Jekyll's data processing capabilities are often limited by sequential execution and memory constraints when handling large datasets. By building sophisticated Ruby data processing pipelines, you can transform, aggregate, and analyze data with exceptional performance while maintaining Jekyll's simplicity. This technical guide explores advanced Ruby techniques for building ETL (Extract, Transform, Load) pipelines that leverage parallel processing, streaming data, and memory optimization to handle massive datasets efficiently within Jekyll's build process.
Effective data pipeline architecture separates extraction, transformation, and loading phases while providing fault tolerance and monitoring. The pipeline design uses the processor pattern with composable stages that can be reused across different data sources.
The architecture comprises source adapters for different data formats, processor chains for transformation logic, and sink adapters for output destinations. Each stage implements a common interface allowing flexible composition.
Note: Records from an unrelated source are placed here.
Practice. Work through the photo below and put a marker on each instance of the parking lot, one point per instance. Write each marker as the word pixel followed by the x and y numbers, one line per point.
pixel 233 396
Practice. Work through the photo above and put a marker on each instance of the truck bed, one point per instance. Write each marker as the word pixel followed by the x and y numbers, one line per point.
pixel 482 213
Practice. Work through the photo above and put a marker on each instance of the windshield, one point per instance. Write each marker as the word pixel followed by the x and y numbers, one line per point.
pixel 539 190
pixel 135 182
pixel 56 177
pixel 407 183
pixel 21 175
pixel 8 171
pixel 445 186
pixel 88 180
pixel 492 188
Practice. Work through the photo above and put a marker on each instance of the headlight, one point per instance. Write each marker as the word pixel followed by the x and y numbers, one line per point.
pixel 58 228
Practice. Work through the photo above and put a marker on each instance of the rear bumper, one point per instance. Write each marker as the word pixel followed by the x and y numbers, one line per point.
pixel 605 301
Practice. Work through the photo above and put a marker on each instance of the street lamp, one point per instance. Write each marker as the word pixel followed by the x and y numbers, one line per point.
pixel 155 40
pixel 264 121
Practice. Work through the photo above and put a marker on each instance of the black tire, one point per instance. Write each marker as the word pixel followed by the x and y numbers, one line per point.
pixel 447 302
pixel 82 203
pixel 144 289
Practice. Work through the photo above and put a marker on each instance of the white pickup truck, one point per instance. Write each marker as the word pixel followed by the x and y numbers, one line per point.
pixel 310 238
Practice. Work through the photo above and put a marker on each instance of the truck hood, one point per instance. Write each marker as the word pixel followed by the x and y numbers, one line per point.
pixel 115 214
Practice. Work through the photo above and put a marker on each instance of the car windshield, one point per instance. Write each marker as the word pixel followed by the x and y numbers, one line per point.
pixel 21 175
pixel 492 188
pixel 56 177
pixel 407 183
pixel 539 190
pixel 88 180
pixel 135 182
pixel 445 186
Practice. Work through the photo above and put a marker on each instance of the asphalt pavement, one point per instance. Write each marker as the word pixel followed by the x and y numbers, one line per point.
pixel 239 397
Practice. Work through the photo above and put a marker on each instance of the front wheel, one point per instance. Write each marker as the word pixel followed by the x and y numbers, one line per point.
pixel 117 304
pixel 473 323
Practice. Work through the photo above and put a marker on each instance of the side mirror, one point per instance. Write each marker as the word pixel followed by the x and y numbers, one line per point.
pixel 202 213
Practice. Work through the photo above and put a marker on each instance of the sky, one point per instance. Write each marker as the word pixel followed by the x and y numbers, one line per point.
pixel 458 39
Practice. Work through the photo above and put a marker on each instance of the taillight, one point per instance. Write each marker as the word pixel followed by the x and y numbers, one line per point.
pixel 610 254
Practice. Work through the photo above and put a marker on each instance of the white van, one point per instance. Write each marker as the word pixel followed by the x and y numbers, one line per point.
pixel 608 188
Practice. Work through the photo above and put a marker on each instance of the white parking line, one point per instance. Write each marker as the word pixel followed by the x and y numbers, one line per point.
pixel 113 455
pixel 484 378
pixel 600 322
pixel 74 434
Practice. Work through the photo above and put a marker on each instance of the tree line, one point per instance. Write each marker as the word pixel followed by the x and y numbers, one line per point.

Error handling, logging, and performance monitoring are built into the pipeline framework to ensure reliability and visibility.
module Jekyll
module DataPipelines
# Base pipeline architecture
class Pipeline
def initialize(stages = [])
@stages = stages
@metrics = PipelineMetrics.new
end
def process(data)
@metrics.record_start
result = @stages.reduce(data) do |current_data, stage|
@metrics.record_stage_start(stage)
processed_data = stage.process(current_data)
@metrics.record_stage_complete(stage, processed_data)
processed_data
end
@metrics.record_complete(result)
result
rescue => e
@metrics.record_error(e)
raise PipelineError.new("Pipeline processing failed", e)
end
def |(other_stage)
self.class.new(@stages + [other_stage])
end
end
# Base stage class
class Stage
def process(data)
raise NotImplementedError, "Subclasses must implement process method"
end
def |(other_stage)
Pipeline.new([self, other_stage])
end
end
# Specific stage implementations
class ExtractStage < Stage
def initialize(source_adapter)
@source = source_adapter
end
def process(_ = nil)
@source.extract
end
end
class TransformStage < Stage
def initialize(transformer)
@transformer = transformer
end
def process(data)
@transformer.transform(data)
end
end
class LoadStage < Stage
def initialize(sink_adapter)
@sink = sink_adapter
end
def process(data)
@sink.load(data)
data # Return data for potential further processing
end
end
# Pipeline builder for fluent interface
class PipelineBuilder
def initialize
@stages = []
end
def extract(source_adapter)
@stages << ExtractStage.new(source_adapter)
self
end
def transform(transformer)
@stages << TransformStage.new(transformer)
self
end
def load(sink_adapter)
@stages << LoadStage.new(sink_adapter)
self
end
def build
Pipeline.new(@stages)
end
end
end
end
# Usage example:
pipeline = Jekyll::DataPipelines::PipelineBuilder.new
.extract(JsonFileSource.new('_data/products.json'))
.transform(ProductNormalizer.new)
.transform(ImageProcessor.new)
.load(JekyllDataSink.new('products'))
.build
pipeline.process
Parallel processing dramatically improves performance for CPU-intensive data transformations. Ruby's threads and fibers enable concurrent execution while managing shared state and resource limitations.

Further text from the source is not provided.